Çoğumuz belki farkında değiliz ama Başkanlık sistemi ile Türkiye’de yeni bir dönemin kapısı aralanacak. Çünkü Bürokratik oligarşi büyük ölçüde etkisini kaybedecek.

Mevcut Cumhurbaşkanlığı sistemi başkanlık sistemine oranla daha fazla yetkiye sahipti.  Bu sistem darbeciler tarafından bir baskı unsuru olarak getirilmişti.

Seçilmişlerin gücünü kısıtlamak, halkın iradesini kuşatmak adına oligarşi bilinçli ve sistemli çalışır. İyi şeyleri engelleme üzerine tasarlanmıştır. Bürokratik oligarşik sisteme karşı bir Osmanlı sistemi olan başkanlık sistemine geçiyoruz inşaallah. Ümidimiz büyük.  Çünkü bu sistem alabildiğince bireyi ve yereli özgür kılıcı, temel stratejik menfaatler konusunda güçlü bir merkeze sahip ve adaletle sınırlanmış olacak.  Meclis ve Kurultay tarafından denetlenebilen bir sistem olacaktır. 

Çoğumuz ülkede “Bürokratik oligarşi”   yolu ile  “sömürü düzeninin” hakim olduğunun farkında değil. Örneğin Milli Eğitimde yap - boz sil baştan uygulamaları ve reformların hep şekilsel boyutta kalması;  halkın istediği milli dönüşümlere sıra gelmemesi bürokratik oligarşi ile ilgili. Muhteva konusunda hep uyutuluyorsunuz.   Bakarsınız hayati bir yasa mecliste hiç ummadığınız bir yerde takılır kalır. Ya da hiç ummadığınız bir sonuçla çıkar. 

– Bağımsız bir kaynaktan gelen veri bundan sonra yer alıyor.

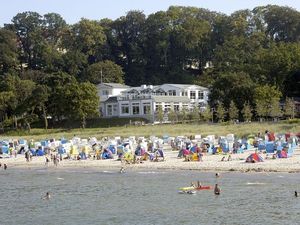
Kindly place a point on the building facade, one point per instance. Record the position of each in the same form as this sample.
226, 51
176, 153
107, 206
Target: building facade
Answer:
145, 101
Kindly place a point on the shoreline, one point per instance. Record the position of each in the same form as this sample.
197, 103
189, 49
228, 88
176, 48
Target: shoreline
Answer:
211, 163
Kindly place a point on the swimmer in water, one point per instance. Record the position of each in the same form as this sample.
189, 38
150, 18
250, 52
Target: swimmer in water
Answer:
217, 190
47, 196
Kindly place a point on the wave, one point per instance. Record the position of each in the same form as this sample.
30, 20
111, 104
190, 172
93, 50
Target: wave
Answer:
255, 183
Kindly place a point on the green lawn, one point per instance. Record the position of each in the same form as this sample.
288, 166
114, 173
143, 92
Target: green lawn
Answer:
158, 130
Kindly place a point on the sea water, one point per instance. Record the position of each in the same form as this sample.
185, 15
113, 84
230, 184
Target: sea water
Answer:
98, 196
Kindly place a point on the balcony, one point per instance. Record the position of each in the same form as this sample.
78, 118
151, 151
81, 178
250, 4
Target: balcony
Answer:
134, 97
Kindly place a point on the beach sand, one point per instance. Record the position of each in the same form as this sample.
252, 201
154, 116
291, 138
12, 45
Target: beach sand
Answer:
211, 163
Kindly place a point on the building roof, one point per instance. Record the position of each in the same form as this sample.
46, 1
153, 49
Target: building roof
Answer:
164, 98
113, 99
184, 86
115, 85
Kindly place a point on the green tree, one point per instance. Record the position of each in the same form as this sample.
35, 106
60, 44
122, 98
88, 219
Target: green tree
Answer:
105, 71
220, 112
195, 113
160, 114
247, 112
236, 87
289, 108
172, 116
183, 114
207, 114
233, 112
275, 111
8, 51
88, 105
266, 99
87, 37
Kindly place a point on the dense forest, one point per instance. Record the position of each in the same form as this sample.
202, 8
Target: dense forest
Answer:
250, 60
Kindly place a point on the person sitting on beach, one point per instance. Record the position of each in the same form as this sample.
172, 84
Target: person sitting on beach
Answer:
193, 184
47, 196
122, 170
217, 190
199, 184
229, 158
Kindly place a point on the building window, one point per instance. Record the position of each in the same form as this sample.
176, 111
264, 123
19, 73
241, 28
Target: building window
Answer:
172, 92
176, 107
105, 92
200, 95
146, 108
193, 95
124, 109
157, 106
109, 110
135, 108
167, 107
184, 93
115, 109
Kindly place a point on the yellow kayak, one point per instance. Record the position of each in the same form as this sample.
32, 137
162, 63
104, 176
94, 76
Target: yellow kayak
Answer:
187, 188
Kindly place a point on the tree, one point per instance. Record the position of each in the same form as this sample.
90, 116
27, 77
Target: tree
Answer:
8, 51
87, 37
128, 33
275, 111
236, 87
247, 112
160, 114
37, 103
267, 101
220, 112
105, 71
289, 108
88, 102
233, 112
207, 114
183, 115
172, 116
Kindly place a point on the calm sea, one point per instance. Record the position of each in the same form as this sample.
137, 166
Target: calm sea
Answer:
98, 196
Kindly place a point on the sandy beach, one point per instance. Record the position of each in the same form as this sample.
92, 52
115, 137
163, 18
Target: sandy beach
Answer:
209, 163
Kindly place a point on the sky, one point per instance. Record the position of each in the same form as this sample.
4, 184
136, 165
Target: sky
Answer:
73, 10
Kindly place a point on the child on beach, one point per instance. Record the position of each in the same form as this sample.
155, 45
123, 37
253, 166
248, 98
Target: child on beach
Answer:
217, 190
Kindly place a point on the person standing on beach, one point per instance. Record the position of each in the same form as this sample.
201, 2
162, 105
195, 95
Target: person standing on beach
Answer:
217, 190
47, 196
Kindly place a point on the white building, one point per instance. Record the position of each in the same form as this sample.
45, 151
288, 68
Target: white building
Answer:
107, 90
144, 101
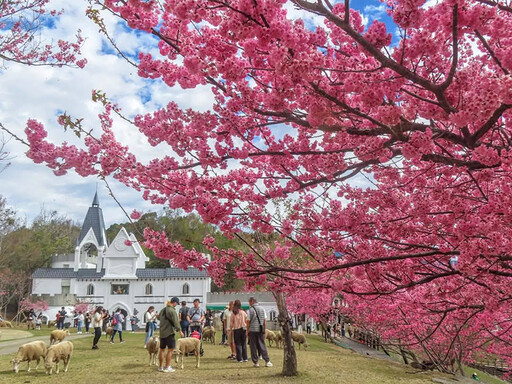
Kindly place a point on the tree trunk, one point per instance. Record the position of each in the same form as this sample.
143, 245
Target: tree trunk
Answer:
290, 358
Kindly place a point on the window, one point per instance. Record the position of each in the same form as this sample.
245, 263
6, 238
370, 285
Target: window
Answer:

Çünkü, hain eller artık düzenli ordularla değil maşalarla çalışıyorlar, gizli ve üstü örtülü bir şekilde planlar çeviriyorlar. Algı operasyonları ile bürokratları ve yetkilileri, hatta toplumu toptan yanıltıyor ve yanlış yerlere sevkediyorlar. Bunun aracı olarak da en başta kullanılan metot,  eğitimle kimliksizleştirme ve cahil kılma… Medya yolu ile ahlaki yozlaşma.

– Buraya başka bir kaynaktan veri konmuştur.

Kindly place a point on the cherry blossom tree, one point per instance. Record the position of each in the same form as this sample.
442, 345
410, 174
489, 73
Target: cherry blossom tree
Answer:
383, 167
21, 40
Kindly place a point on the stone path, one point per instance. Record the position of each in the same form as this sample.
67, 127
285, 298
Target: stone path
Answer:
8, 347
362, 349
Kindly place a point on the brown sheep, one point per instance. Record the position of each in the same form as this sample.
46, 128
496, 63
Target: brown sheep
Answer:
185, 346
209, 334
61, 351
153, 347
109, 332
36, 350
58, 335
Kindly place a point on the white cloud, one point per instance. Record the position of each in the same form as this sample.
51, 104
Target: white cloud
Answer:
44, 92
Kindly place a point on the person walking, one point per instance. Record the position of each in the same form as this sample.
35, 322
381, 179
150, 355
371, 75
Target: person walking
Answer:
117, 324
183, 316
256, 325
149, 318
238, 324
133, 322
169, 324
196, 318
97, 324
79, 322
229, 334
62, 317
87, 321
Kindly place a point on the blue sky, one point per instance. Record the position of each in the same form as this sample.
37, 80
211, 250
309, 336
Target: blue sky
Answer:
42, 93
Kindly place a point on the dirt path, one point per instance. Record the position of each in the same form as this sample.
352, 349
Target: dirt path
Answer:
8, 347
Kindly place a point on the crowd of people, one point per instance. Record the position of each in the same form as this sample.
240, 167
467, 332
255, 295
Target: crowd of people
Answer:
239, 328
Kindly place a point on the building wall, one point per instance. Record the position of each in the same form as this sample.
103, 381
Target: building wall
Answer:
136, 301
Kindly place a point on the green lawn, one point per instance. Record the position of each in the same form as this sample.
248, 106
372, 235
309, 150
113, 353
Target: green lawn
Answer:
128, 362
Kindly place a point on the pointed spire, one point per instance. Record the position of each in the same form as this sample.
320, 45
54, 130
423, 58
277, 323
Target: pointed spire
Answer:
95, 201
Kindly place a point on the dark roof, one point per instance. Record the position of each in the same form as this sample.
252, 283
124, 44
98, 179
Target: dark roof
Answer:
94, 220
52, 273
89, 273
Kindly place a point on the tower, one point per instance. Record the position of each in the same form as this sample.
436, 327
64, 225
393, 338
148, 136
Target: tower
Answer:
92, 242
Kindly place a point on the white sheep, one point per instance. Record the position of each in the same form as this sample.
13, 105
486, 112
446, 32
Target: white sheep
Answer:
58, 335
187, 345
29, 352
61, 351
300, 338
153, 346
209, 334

Türkiye’ye zorla giydirilmiş bürokratik-oligarşik vesayet;  yakın zamanlarda Feto ve Parelel Devlet yapılanması, daha önceleri ise Ergenekoncu ve Kemalist yapılanmalar, yada PKK gibi terör örgütleri arkasında hükmünü icra ediyordu.  İlginçtir ki bu vesayet halkın içinde ana muhalefet partileri haline gelebiliyor;  yeni partiler altında iktidara talip olabiliyordu.

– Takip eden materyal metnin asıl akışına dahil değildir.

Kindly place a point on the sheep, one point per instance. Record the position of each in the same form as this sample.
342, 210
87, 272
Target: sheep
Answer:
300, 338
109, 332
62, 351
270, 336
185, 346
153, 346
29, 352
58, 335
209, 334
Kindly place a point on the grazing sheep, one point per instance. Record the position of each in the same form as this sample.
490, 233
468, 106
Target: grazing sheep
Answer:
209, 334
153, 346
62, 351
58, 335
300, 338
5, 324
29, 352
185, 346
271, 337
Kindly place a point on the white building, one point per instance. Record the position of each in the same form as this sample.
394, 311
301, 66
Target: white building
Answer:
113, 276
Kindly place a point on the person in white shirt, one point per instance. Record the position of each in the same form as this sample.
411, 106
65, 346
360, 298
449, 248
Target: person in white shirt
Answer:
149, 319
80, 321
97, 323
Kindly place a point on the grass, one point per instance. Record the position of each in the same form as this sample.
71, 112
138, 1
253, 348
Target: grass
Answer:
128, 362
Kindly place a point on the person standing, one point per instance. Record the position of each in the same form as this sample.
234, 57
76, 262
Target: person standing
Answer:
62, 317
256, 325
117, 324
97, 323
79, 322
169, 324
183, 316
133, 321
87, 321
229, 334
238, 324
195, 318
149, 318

Daha ilginci ise, aldığımız eğitim ve okullar ise bu yapılanmalara alt yapısı teşkil ediyordu. Bu sahadaki gizli oyunları ve planları gündeme getirenlerden birisi merhum Oktay Sinanoğlu idi. Şu mealde sözleri ile tehlikenin boyutuna dikkat çekerdi.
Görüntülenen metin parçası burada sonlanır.